There was also an implicit assumption that the cxl_bus reset method was actually connected to the GPU's CXL interface in a meaningful way. The RTX PRO 6000 Blackwell GPUs use CXL for host-to-device communication, but the reset method listed in sysfs may simply indicate that the device is behind a CXL-enabled PCIe topology, not that the reset actually propagates to the GPU's internal security processor. The kernel's PCI subsystem can only reset what the PCIe specification allows it to reset — and the FSP is outside that scope.

The Aftermath

The very next message ([msg 6313]) reveals the truth. After the CXL bus reset, the assistant loads the nvidia driver and runs nvidia-smi, which reports "No devices were found." The dmesg output in message [msg 6314] shows the same fatal errors: RmInitAdapter failed! (0x62:0xffff:2142) and Cannot initialize GSP firmware RM. The FSP is still locked. The CXL bus reset, for all its promise, changed nothing.

Message [msg 6315] delivers the final verdict: "The CXL reset also didn't clear the FSP state. None of the software resets (FLR, SBR, CXL bus) are clearing the Blackwell GPU's Firmware Security Processor." The assistant then pivots to a completely different strategy — using a module blacklist to prevent nvidia from auto-probing during PCI rescan, so identity mode can be set before the driver binds. But as the segment summary reveals, this too would ultimately fail: even when identity mode is set before nvidia loads, the Blackwell FSP boot sequence fails with error code 0x177 under identity IOMMU, because the FSP requires specific DMA mappings set up by the kernel's DMA API in translation mode.

Knowledge Required and Created

To fully understand this message, one needs knowledge of several domains: the Linux PCI subsystem and its sysfs interface for device reset; the Compute Express Link protocol and its relationship to PCIe; NVIDIA's GPU architecture, particularly the GSP (GPU System Processor) and FSP (Firmware Security Processor) introduced in the Blackwell generation; IOMMU concepts including DMA translation and identity domains; and the practical realities of debugging GPU initialization failures at the hardware/firmware boundary.

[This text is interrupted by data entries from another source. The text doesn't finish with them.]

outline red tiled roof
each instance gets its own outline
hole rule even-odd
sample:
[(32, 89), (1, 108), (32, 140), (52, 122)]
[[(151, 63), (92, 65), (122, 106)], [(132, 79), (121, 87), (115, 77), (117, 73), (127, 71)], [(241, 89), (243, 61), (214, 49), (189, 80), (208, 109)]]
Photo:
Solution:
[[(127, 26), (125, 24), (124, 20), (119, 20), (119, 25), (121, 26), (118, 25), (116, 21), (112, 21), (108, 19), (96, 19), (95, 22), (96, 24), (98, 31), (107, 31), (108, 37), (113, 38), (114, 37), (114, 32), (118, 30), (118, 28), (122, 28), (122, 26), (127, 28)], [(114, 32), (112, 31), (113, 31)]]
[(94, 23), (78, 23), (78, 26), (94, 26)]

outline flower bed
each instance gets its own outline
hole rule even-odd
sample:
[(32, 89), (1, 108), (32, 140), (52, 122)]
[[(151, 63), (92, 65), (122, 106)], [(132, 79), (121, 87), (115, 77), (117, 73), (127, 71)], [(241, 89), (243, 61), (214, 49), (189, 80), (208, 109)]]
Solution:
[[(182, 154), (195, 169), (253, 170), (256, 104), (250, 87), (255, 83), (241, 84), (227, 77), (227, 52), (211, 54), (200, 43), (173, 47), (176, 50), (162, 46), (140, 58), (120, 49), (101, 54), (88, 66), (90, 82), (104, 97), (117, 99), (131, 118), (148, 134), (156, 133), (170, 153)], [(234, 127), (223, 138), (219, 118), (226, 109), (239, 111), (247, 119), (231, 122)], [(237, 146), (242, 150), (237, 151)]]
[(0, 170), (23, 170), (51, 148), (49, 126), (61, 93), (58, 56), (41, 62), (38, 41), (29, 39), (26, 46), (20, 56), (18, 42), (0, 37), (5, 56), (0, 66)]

The knowledge created by this message is both specific and general. Specifically, it establishes that CXL bus reset does not clear the Blackwell FSP state — a finding with practical implications for anyone deploying Blackwell GPUs under IOMMU. More generally, it demonstrates that the kernel's PCI reset mechanisms can report success without actually resetting all device state, particularly when security processors are involved. The message also implicitly documents that Blackwell GPUs expose cxl_bus as a reset method, which may be useful for other debugging scenarios even if it didn't help here.

A Turning Point in the Narrative

This message represents a turning point in the broader debugging narrative. Before it, the assistant was still exploring the space of software-initiated resets, hoping to find one that could clear the FSP state. After it, the assistant accepts that no software reset will work and shifts to architectural solutions: either finding a way to make identity mode work despite the FSP incompatibility (which ultimately failed), or accepting the loss of P2P DMA and optimizing around it with MTP speculation (which succeeded).

The CXL bus reset message is thus a moment of discovery that leads to a dead end — but dead ends are valuable in debugging. They constrain the problem space, eliminate hypotheses, and force the search toward viable solutions. The assistant's willingness to try the CXL bus reset, despite the long odds, reflects a thorough and systematic approach to troubleshooting. And the clean acceptance of the result — "None of the software resets... are clearing the Blackwell GPU's Firmware Security Processor" — demonstrates the intellectual honesty required for effective debugging.

In the end, the system was deployed successfully without P2P DMA, using MTP speculation to recover 12-45% throughput at low concurrency. The CXL bus reset didn't solve the problem, but it helped confirm what the problem truly was — and that knowledge was essential for moving forward.